Over the years everything seemed to have happened to us from a customer having a heart attack on a very busy Saturday night, being held at gun point after service and numerous occasions cooking by candle light with no extraction due to power cuts, all of this at Hilaire. At Tyddyn Llan recently the kitchen porter was handcuffed, arrested and taken away during service with no one to do the washing up except me. The rush and adrenaline of a busy service is always good fun as long as everything falls into place and there are no hiccups in the restaurant, every service is different and some have their moments but whatever is said; all forgotten at the end. The most fun was in-between Hilaire and Tyddyn Llan, when we were unemployed and unemployable, Susan and I had a bet who could get a job first, she won and I ended up at hotel where weddings were a big event and I could see all the problems the owners was having; been there got the tee shirt, but it was not my problem this time and I could go to bed with no worries.
What would be your “last request” dish?
Roast grouse with bread sauce and game chips, and if not in season Steak “au poivre” with chips and a green salad.
Is there another chef that you most admire?
There are lots, Franco Taruschio when he was at the Walnut Tree was always tops as is Shaun Hill who now runs the show, and I have always looked up to Simon Hopkinson, Alistair Little, Rowley Leigh and Sally Clark.
Any advice you would give to someone wanting to become a chef?
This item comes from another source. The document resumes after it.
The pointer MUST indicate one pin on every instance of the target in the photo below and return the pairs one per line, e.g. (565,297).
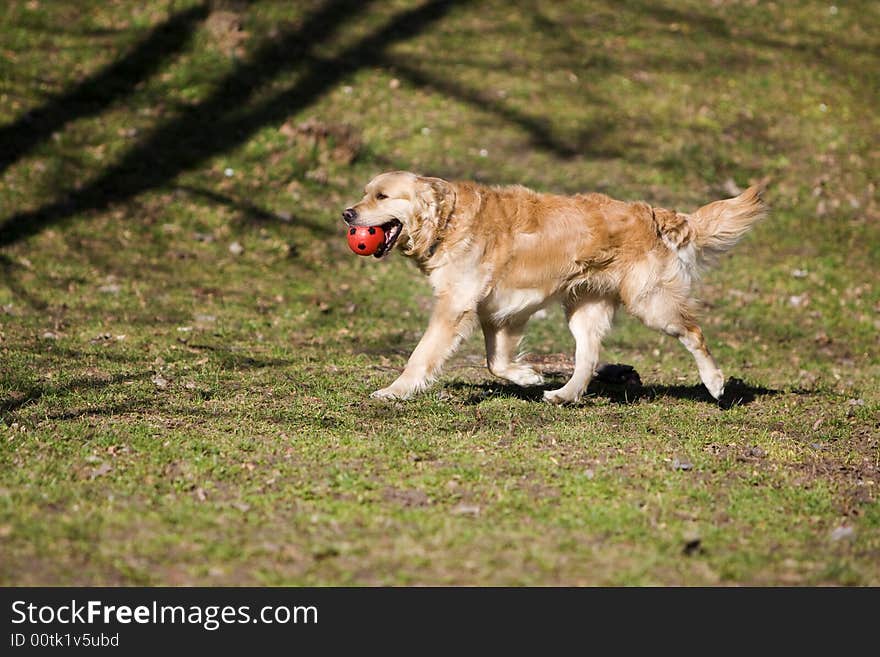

Make sure you are doing it for the right reasons, that is you love food and are passionate eating and breathing restaurants as this is a hospitality industry, so no more weekends out. Don’t become a chef to become the next Jamie Oliver or Gordon Ramsay; being a chef is not about being on TV it’s about what you cook in your kitchen and be prepared, its dammed hard work and very long hours.
Any final thoughts you’d like to add?
I think I have said enough, but personally I hope to still be here at Tyddyn Llan for a few years yet and once we have paid the bank we can enjoy it even more.